I want to scream and rip myself out of this seat, but I can’t move. All I can do is watch this sick bastard . . . this funeral home flunky . . . live out his perverted psycho fantasy with some poor soul he’s kidnapped, filled with embalming fluid, and dressed up like a living doll. No doubt there is a love note pinned to her clothing that’s signed “I have always been her man . . .” Or something like that.
Then, blaring out of the inner-city distance behind me—sirens. Cop cruisers speeding along State Street in our direction.
“Here come da fuzz, Jobzy,” Herman casually chants. “Maybe we should park somewhere safer, you know, buddy?”
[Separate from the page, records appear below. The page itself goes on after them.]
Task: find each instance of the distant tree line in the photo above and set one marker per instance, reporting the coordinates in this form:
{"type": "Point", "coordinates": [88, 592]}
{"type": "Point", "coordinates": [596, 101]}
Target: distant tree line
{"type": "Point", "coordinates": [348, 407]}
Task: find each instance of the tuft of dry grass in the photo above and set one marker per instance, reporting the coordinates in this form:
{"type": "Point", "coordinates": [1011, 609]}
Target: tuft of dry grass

Like I’m about to agree with him and his tactics. That is, if I could speak. He puts the van into drive, pulls across the street to Academy Park, makes a U-turn in order to shield us somewhat from view by the park’s old trees. At the same time, however, we can still get a good look at the city hall entrance and the woman he’s murdered.
Coming from the driver’s seat, the sound of Herman’s heavy breathing. If I didn’t know any better, I would swear he’s pleasuring himself. Because that’s the kind of man Herman is. A creep. A psychopath.
Then, coming into view, four cop cruisers and a fifth unmarked one arrive on the scene, flashers flashing, sirens blaring. The cars come to a screeching, rubber-burning stop, diagonal to the building façade. The uniformed cops jump out, their weapons drawn and aimed at the dead woman as if she’s alive just enough to take aim on them with a firearm.
The driver’s side door of the unmarked cruiser opens, and Miller slips out. My God, does the man ever sleep? Does he have a home? Is he, in fact, human? He stands taller than most of the blue uniforms while he draws his service weapon from the shoulder holster hidden under his navy blue jacket and makes his way from his vehicle to beyond the marked cruisers, toward the city hall staircase.